Surely, the man was not that stupid or disingenuous. “You’re not supposed to see it, Father. I am. I get paid to see it.” Even if I don’t know what “it” is. He thought again of Oswald’s talking about James’s figure in the carpet. “And that still doesn’t explain why you didn’t tell me this yesterday, when we first spoke.”
“I’m sorry. I didn’t tell you because—”
He was thinking again. Witnesses who told the truth didn’t have to think about it, normally.
“Because, since I knew I wouldn’t be telling you what he—what Billy—said in the confessional, I didn’t see how it would help you at all to know”—the priest shrugged—“that he’d said it in the confessional.”
“You know perfectly well it could make a difference, Father. A man is murdered in a hotel not far from here, a man who felt a need to confess. Dot, dot, dot. Now try and connect those dots, will you? Murder, dot; confession, dot dot; murder related to what was confessed, dot dot dot.”
“I’m sorry. But if I told you nothing was said during that confession that would have anything to do with your investigation?”

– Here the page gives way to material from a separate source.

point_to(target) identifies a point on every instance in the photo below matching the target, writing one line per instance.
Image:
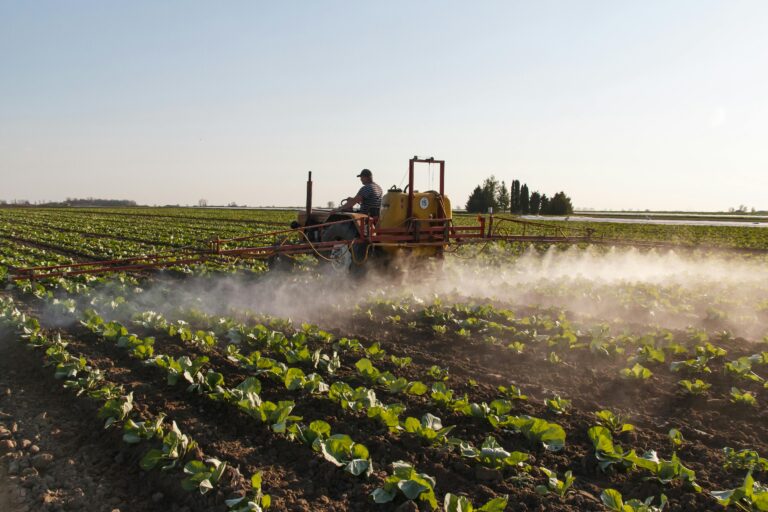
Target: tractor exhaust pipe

“I’d say you don’t know what you’re talking about.”
Father Martin was silent.
“Tell me about his state of mind.”
“Unhappy, certainly.”
“I was told Billy had dramatic mood swings, perhaps what we used to call manic depression.”
“It’s possible. I would of course see him in the depressive side of that. People don’t generally want our help if they’re manic.” He gave Jury a weak smile.
“No. But you might be oversimplifying there.” There were too damned many ways of looking at a problem to see an answer clearly.
“How do you mean?”
“A person torn between faith and doubt,
say, wouldn’t necessarily be unhappy.”
The priest shook his head. “I think that would be the greatest unhappiness of all.”
Jury felt the man so self-satisfied he wanted to shout: Shut it, will you? These clerics with their preordained solutions. Instead he said, “If you’re considering the biggest question of all, happiness doesn’t even come into it, does it?”
“It sounds as if you’ve given the matter some thought.”
“No, I’ve given it no thought at all. Thanks for your time. I’ve got to be going.”
Jury rose and was halfway up the aisle when he turned and asked, “What about the third time?”
Father Martin looked puzzled. “The third time?”
“You said you’d seen him two or three times. When was the third?”
The priest frowned, thinking. “Oh, that would have been another time he came to church. Morning matins, I think.”
“He wasn’t a Catholic.”
“For some, that doesn’t keep them away.”
SIXTEEN
All of this having been said about Lamb House—and contrary to his refusal to go—Melrose immediately began to ready himself, if not in the sense of packing up the Bentley, then of trying on, like traveling clothes, various attitudes. The mere mention of Henry James did this to him, especially after that Henry James contest they had all begun in the Jack and Hammer, having been inspired by that ridiculous con man who’d turned up calling himself Lambert Strether.
And if there was ever a Lady Watermouth, she sat now opposite him on the sofa, stuffing in currant scones buttered, jammed, and double creamed. Nothing was left to the imagination on his aunt’s plate.
Melrose put aside his Hermit News, wondering where Mr. Blodgett had gotten to. It was high time he showed up as unkempt hermit, wild-eyed and shock-headed and raised-fisted, to rattle her and send her running. Sometimes it worked, sometimes not. Mr. Blodgett was as nice an old soul as Melrose had ever met, and it was hard for him to play the madman, no matter how much he was paid, and he was paid plenty.